III. Breath of Life: Empathy-Driven Hard Tech


Breath of Life: Empathy-Driven Hard Tech

Phase III: 2024 - Application & Productization

The final phase of the Photonic Nose project wasn’t driven by a new equation or a better game engine. It was driven by a conversation.

I spoke with a friend who had suffered from Gestational Diabetes Mellitus (GDM). She described the daily ritual of pricking her finger for blood tests—the pain, the callous on her fingertips, but mostly, the anxiety. Every drop of blood was a reminder of potential harm to her unborn child.

“I just want to know I’m okay,” she said. “Without bleeding for it.”

That was the spark. I realized my “Photonic Nose” could do more than smell battery fires. It could smell Acetone.

The Biology of Breath

It turns out, our breath tells a story. When the body can’t use glucose properly, it burns fat, producing ketones.
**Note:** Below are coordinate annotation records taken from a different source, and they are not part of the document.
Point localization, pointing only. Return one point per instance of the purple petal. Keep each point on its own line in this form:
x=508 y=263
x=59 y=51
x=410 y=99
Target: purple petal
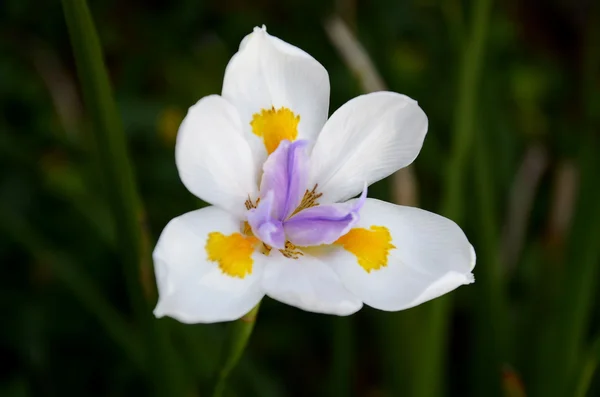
x=286 y=174
x=323 y=224
x=268 y=230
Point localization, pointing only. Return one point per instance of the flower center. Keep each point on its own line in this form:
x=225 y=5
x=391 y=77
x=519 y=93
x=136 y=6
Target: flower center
x=275 y=125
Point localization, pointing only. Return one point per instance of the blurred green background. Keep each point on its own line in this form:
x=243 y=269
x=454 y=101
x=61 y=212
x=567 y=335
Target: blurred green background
x=512 y=92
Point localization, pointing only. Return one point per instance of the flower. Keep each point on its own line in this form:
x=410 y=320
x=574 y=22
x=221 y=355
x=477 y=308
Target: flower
x=280 y=177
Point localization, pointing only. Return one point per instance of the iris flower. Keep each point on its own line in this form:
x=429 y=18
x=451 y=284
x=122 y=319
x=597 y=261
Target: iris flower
x=280 y=177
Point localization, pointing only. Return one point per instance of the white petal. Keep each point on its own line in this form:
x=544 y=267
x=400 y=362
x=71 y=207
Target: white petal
x=367 y=139
x=308 y=284
x=214 y=160
x=267 y=72
x=432 y=257
x=193 y=289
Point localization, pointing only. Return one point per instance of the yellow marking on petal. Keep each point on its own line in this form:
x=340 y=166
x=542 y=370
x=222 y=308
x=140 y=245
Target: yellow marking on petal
x=274 y=126
x=233 y=253
x=370 y=246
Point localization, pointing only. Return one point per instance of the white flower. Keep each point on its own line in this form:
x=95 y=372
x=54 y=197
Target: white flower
x=278 y=173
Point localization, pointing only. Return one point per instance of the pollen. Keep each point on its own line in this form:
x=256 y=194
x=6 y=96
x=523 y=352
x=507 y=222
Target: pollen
x=370 y=246
x=233 y=253
x=291 y=251
x=308 y=200
x=274 y=126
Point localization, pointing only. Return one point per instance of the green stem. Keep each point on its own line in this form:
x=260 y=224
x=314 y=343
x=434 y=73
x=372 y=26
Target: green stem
x=587 y=370
x=237 y=339
x=555 y=374
x=429 y=373
x=119 y=185
x=491 y=345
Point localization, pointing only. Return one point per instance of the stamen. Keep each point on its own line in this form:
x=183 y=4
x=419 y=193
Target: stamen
x=309 y=200
x=250 y=205
x=291 y=251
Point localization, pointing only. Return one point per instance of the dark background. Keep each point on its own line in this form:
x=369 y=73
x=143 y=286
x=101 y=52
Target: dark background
x=526 y=197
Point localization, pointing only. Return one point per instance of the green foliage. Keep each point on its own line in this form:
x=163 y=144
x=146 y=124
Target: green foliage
x=498 y=82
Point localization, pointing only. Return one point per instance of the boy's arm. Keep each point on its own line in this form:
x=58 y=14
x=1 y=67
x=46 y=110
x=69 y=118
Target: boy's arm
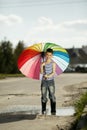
x=52 y=74
x=41 y=70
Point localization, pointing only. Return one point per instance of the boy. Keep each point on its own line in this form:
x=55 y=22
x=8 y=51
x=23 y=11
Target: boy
x=48 y=70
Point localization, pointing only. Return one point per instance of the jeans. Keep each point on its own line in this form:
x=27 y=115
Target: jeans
x=48 y=86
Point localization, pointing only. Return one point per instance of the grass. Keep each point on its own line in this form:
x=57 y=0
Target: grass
x=80 y=105
x=3 y=76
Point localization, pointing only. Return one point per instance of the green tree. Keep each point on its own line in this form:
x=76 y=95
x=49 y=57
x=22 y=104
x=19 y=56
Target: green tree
x=6 y=57
x=19 y=48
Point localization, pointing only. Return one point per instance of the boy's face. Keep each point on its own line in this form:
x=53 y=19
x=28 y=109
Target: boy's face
x=49 y=55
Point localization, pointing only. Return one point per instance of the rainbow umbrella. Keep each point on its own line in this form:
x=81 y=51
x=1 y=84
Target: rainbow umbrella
x=29 y=61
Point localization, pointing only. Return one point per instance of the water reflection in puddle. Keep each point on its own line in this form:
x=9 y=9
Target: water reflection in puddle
x=63 y=111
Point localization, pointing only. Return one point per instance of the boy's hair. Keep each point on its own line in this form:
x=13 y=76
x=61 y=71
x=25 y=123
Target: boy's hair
x=49 y=50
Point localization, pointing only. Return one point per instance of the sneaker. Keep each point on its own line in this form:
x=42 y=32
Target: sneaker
x=43 y=112
x=53 y=113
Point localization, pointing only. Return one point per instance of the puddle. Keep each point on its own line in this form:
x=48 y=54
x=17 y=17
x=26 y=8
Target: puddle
x=34 y=110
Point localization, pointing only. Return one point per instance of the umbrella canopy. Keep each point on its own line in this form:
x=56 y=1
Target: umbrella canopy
x=29 y=61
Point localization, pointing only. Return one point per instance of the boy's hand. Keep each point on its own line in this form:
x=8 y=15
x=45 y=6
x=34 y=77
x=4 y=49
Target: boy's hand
x=45 y=76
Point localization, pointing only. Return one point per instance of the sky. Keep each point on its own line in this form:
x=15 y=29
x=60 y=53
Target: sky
x=63 y=22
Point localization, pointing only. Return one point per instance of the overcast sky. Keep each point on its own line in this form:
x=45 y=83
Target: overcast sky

One of these, acetone, is exhaled in our breath.

  • High Blood Glucose $\approx$ High Breath Acetone

The correlation is there. The challenge was sensitivity. We needed to detect concentrations as low as 0.1 ppm (parts per million). This is like finding a single specific drop of water in a swimming pool.

Designing for Empathy

We built the prototype around the MMD1015 sensor, but the engineering was only half the battle. The other half was psychology.

I utilized Empathy Mapping to deconstruct the user’s emotional journey.

  • Fear: “Will this hurt? Is my baby okay?”
  • Frustration: “The numbers are confusing.”
  • Need: Reassurance, Simplicity, Warmth.

We ditched the industrial “black box” aesthetic. We looked at objects that signify care and comfort: a warm water bottle, a smooth pebble, an inhaler.

The final design is soft, rounded, and warm. No sharp edges. No clinical white plastic. It fits in the palm like a worry stone.

The Neural Network Backend

To make it work, I couldn’t rely on simple linear regression. Breath is messy—humidity, temperature, and other gases interfere with the signal.

I trained a lightweight Neural Network to clean the data.

  • Inputs: Acetone voltage, Temp, Humidity, User BMI, Gestational Week.
  • Hidden Layers: 3 dense layers with ReLU activation.
  • Output: Predicted Glucose Level (mg/dL).
Glucose prediction performance

The results were promising. Our prototype achieved a response time of under 10 seconds. Compare that to the minutes of preparation, pricking, and waiting for a blood test strip.

From Hacker to Healer

Looking back at these three years—from the cold physics of 2022 to the empathy-driven design of 2024—I see a transformation in myself.

I started as a “Geek,” obsessed with lasers and code. I became a “Designer,” obsessed with form and experience. But ultimately, this project taught me that technology finds its highest purpose not in complexity, but in compassion.

The Photonic Nose isn’t just a sensor anymore. It’s a promise that the future of healthcare can be gentle, invisible, and profoundly human.

Final Project Poster

“Technology is best when it brings people together.” — Matt Mullenweg

For me, technology is best when it removes the barriers between us and our own well-being.